The Tax Directorate proposes that employers from 2019 must report, prepay tax and pay for social security contributions on all tips received by employees. The consultation deadline for the proposal is on Wednesday.
– Employers can now refuse employees to receive tips, in order to reduce the cost of employer’s social security contributions. – Then the employees will experience a significant loss in income, says financial adviser in the HR company ‘Infotjenester’, Espen Øren, to NTB.
He points out that a waiter who has 230 working days a year, and on average receives NOK 500 in tips per shift, will lose NOK 115,000 in annual income if that is removed.
– In that case, it may result in employees requiring renegotiating of their wage terms, Øren points out.
More expensive for the companies
The core of the proposal is that tips should be treated on a par with regular salary. There has previously been not been the practice for an employer to report, deduct tax and pay employer’s social security when the waiters receive tips directly from customers.

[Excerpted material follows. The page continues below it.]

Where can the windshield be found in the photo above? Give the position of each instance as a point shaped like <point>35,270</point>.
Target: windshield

If this is now made taxable, it means that the employer must not only deduct tax from the amount but also pay 14.1 per cent in employer’s fees.
– We are skeptical to impose employes to pay employer’s contributions on benefits that customers provide directly to employees. Tips are also given in cash, and this it is therefore difficult for the employer to follow up on, says Øren.
In its consultation statement, Infotjenester has nevertheless concluded that it is appropriate to impose an employer’s obligation to pay the employer’s contribution on tips, to avoid too many exceptions to this obligation among other reasons.
Acknowledges losses
The Tax Directorate acknowledges that the proposal for total reporting of the gross amount that a tips constitutes will be less profitable for employers than within the current system.
– This because, with the changed rules, they have to pay social security contributions on the part that makes up the total remuneration received by the employees. This can lead to wage pressure, not in the least because the employees with total taxation in place will be left with less of the tips money than before, is stated.
But there can not be an argument against a new solution that “previously unaddressed funds are now being taxed, the directorate argues.
The Trade Unions (LO) supports the proposals from the Tax Directorate and writes in its consultation reply that “LO acknowledges that tips have always been taxable, but the practice of tax payments has been inadequate.”
The other affected Trade Union (Fellesforbundet) likewise supports the proposals.